L’intérêt d’une campagne électorale ne se limite pas au résultat du scrutin.  C’est avant tout l’occasion de présenter un programme, d’exprimer des idées, c’est une estrade. De ce point de vue, présenter un programme qui dénonce les sources même de la faillite du capitalisme et  du réformisme  permettrait de trouver un écho parmi les travailleurs à la recherche d’une solution qu’ils ne trouvent plus dans les grandes organisations traditionnelles, mais cela implique une réflexion profonde sur la nature du programme du PCF. De cette stratégie nous pourrions espérer que le PCF puisse se renforcer en termes de militants cotisants et pourrait de nouveau avoir l’audace d’une politique indépendante de la simple nécessité de survie de son appareil.

Les limites de la gestion « communiste » de la municipalité

Par la force des choses cette échéance électorale mobilise les militants qui se trouvent en première ligne, leur offrant l’occasion de prendre les affaires de la ville en main. De nombreuses villes sont détenues par les communistes mais la situation devient de plus en plus compliquée. Le capitalisme croule sous le poids de ses propres contradictions. Les forces productives ont fait un bond de géant depuis l’avènement de ce système, mais force est de constater que depuis les années 70, du point de vue économique, le capitalisme européen est un système de crises perpétuelles. Il en résulte l’application de plans d’austérité sur plans d’austérité afin de revenir à un équilibrage budgétaire. Tout ça pour tenter d’enrayer l’augmentation de la dette publique qui atteint, en France, pas loin de 100% du PIB. Le résultat de cette politique est la baisse des dotations versées aux municipalités et des moyens donnés aux fonctionnaires et contractuels territoriaux. L’austérité nationale se  traduit inéluctablement en austérité municipale. C’est tout un tissu local qui en est affecté, à la fois les services publics mais aussi les associations qui interviennent dans le champ de la cohésion sociale de la ville. Les communistes, tout en voulant fournir un service public de qualité pour leurs habitants, en viennent inéluctablement à exercer une pression sur leurs agents pour fournir le même niveau de prestations mais avec des moyens en moins, indépendamment de leur volonté ou au détriment de l’augmentation de la dette municipale. Dans ce dernier cas, cette dernière offrirait l’occasion au préfet de mettre sous sa tutelle la commune, ce qu’il ne manquerait pas  de faire s’il s’agissait d’une ville communiste. La seule alternative à ce genre de situation serait la mobilisation de ses habitants contre toute forme de tutelle. Si une telle situation était possible et se déroulait, alors elle enverrait un signal fort à l’ensemble des travailleurs dans la lutte contre le capitalisme.

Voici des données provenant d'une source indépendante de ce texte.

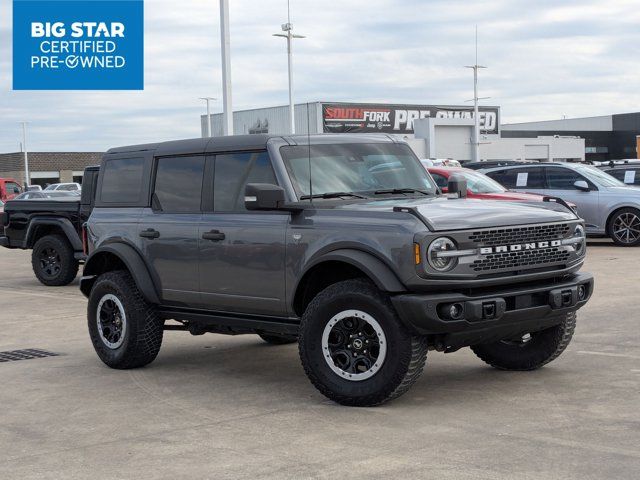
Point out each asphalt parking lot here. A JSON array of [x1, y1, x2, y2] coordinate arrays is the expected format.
[[0, 240, 640, 480]]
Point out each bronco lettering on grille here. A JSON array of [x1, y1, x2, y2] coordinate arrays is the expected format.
[[480, 240, 562, 255]]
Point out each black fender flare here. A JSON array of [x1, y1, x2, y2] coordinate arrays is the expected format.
[[295, 248, 407, 293], [80, 243, 160, 305], [24, 217, 82, 252]]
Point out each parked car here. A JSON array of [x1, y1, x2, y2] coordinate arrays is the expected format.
[[602, 164, 640, 187], [483, 163, 640, 247], [427, 167, 577, 212], [80, 134, 593, 406], [0, 178, 22, 202], [14, 190, 75, 200], [0, 167, 99, 286], [462, 160, 537, 170], [45, 182, 82, 192]]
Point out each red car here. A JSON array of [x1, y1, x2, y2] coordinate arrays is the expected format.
[[425, 167, 576, 211]]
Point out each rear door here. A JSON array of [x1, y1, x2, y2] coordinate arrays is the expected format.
[[138, 155, 205, 304], [198, 151, 290, 315], [546, 165, 603, 228]]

Il faut ajouter à ce contexte difficile la métropolisation qui empiète allègrement sur les prérogatives et les compétences de la municipalité. Si les habitants élisent leurs maires et conseillers municipaux, ils n’ont que peu de prise en ce qui concerne la métropole, qui dépossède la commune d’une bonne partie de ses moyens d’action.

L’élu local doit œuvrer à construire la démocratie locale à laquelle nous aspirons, en construisant des structures qui permettent l’intervention des habitants dans la gestion de leur quotidien au sein de leur quartier, de leur ville. Cela ne le dispense pas d’être soumis à la démocratie interne de notre organisation, notamment vis-à-vis de sa section à qui il doit en grande partie son élection. Les affaires d’importance qui sortent du cadre du programme municipal sur la base de duquel il a été élu concerne l’ensemble des militants de la section. Celle-ci doit donc être consultée dans la mesure du possible – et si elle ne l’est pas, elle est en droit de le demander. Dans le cas où les circonstances ne permettent pas le temps de la consultation, un rapport de décision devrait être présenté. De la même façon,  les élus devraient présenter un bilan de leurs actions périodiquement. Renforcer la connexion des élus avec la base est indispensable pour améliorer la démocratie interne du PCF, vitrine du programme que nous défendons.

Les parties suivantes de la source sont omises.